Fundacja im Brata ALberta. Jak to się zaczęło?


Historia Fundacji im. Brata Alberta rozpoczyna się jeszcze w czasach Polski pod panowaniem komunistów.
Jak to się zaczęło?
Troska księdza Tadeusza o Muminków (osoby niepełnosprawne intelektualnie) zaczęła owocować myślami o stałym miejscu opieki.
Szczególnie o tych, którzy zostali osieroceni przez rodziców. Stawali się wtedy naprawdę bezradni.
Komunistyczne domy pomocy społecznej zupełnie nie nadawały się do opieki nad nimi. Szczęśliwie przyszedł…
…Rok 1983 i poznanie pana Stanisława Pruszyńskiego. Kim był ten niezwykle wrażliwy i uduchowiony człowiek?
Sam został osierocony przy porodzie przez matkę. Ojciec z kolei w 1939 roku wywieziony na Sybir. Zmarł po powrocie z łagrów na tyfus.
No i znów te Kresy…
Dwór w Pustomytach na Wołyniu, skąd pochodził pan Stanisław, spłonął spalony przez banderowców w 1945 roku.
W wieku 17 lat pod koniec wojny Pruszyński został inwalidą, po postrzeleniu w nogę przez sowieckiego żołnierza, którego zresztą jego rodzina wyratowała później od kary śmierci za tą pomyłkę.
Ksiądz Tadeusz poznał Stanisława Pruszyńskiego dzięki działaniu w podziemiu opozycyjnym. Poznał go poprzez Józefa Barana.

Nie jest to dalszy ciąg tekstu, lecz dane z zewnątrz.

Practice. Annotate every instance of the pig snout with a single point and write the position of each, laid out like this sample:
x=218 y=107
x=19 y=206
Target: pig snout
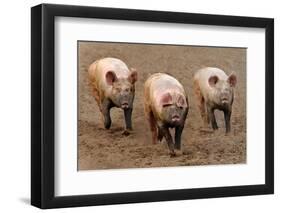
x=225 y=97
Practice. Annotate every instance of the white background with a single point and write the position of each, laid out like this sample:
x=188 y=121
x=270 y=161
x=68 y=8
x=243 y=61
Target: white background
x=70 y=182
x=15 y=106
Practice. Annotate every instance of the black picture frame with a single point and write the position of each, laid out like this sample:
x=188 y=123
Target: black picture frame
x=43 y=105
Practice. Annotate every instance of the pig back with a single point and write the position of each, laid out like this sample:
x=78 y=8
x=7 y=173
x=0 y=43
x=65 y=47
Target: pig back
x=159 y=84
x=99 y=68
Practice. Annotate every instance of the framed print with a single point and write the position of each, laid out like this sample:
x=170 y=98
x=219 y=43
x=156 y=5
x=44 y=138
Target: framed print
x=140 y=106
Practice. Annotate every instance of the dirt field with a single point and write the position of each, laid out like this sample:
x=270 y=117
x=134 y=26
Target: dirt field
x=107 y=149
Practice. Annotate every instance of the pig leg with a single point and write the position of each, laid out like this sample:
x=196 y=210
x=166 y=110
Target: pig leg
x=178 y=133
x=159 y=134
x=212 y=118
x=128 y=118
x=153 y=127
x=106 y=106
x=169 y=139
x=201 y=103
x=227 y=115
x=128 y=121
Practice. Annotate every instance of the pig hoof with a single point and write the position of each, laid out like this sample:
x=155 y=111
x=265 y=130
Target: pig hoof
x=126 y=132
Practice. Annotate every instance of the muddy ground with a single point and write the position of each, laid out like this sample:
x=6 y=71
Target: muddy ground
x=107 y=149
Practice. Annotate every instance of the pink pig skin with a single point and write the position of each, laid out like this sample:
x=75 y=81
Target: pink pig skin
x=165 y=106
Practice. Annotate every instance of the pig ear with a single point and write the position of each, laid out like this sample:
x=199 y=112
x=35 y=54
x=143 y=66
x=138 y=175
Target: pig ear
x=181 y=102
x=133 y=77
x=110 y=77
x=232 y=80
x=166 y=99
x=213 y=80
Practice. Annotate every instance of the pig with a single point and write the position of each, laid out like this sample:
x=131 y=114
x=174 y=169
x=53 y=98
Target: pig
x=214 y=91
x=165 y=107
x=113 y=85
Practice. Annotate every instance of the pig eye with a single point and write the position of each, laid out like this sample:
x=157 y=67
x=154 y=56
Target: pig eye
x=167 y=105
x=118 y=89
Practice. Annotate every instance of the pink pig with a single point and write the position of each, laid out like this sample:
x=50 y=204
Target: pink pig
x=166 y=106
x=214 y=90
x=113 y=85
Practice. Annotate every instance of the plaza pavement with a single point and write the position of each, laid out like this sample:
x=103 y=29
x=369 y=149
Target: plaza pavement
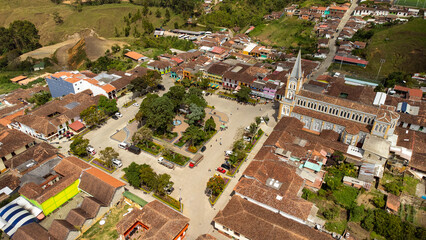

Wspólnie przewozili części do powielacza. Podczas rozmowy odnaleźli wiele wspólnych elementów w historii rodziny. Między innymi taki fakt z przeszłości familijnej pana Stanisława: arcybiskup Isakowicz z Lwowa (znany krewny ze strony matki księdza Tadeusza) miał okazję przyjaźnić się z pradziadkiem Pruszyńskiego, a jego dziadkom dawał ślub. Ochrzcił też jego matkę.
Tak oto więzi zostały wzmocnione przez wspólne wspomnienia z Kresów.
Po wychowaniu dwóch adoptowanych córek, Stanisław Pruszyński odwiedzał umieszczone w domu starców (!) trzy niepełnosprawne dziewczyny.
W wyniku obserwacji ich okrutnych warunków bytowych w tej instytucji powstał wspólny plan. Kupić dla takich niepełnosprawnych osób domek z ogródkiem.
I zaopiekować się nimi należycie.
W ten sposób od 1985 roku rozpoczęli wspólnie: ksiądz Tadeusz Isakowicz-Zaleski i Stanisław Pruszyński pierwszy etap powstawania idei. Poszukiwanie miejsca.
Październik 1986 roku okazał się przełomem. Pruszyński znalazł dworek w Radwanowicach należący do Zofii Tetelowskiej.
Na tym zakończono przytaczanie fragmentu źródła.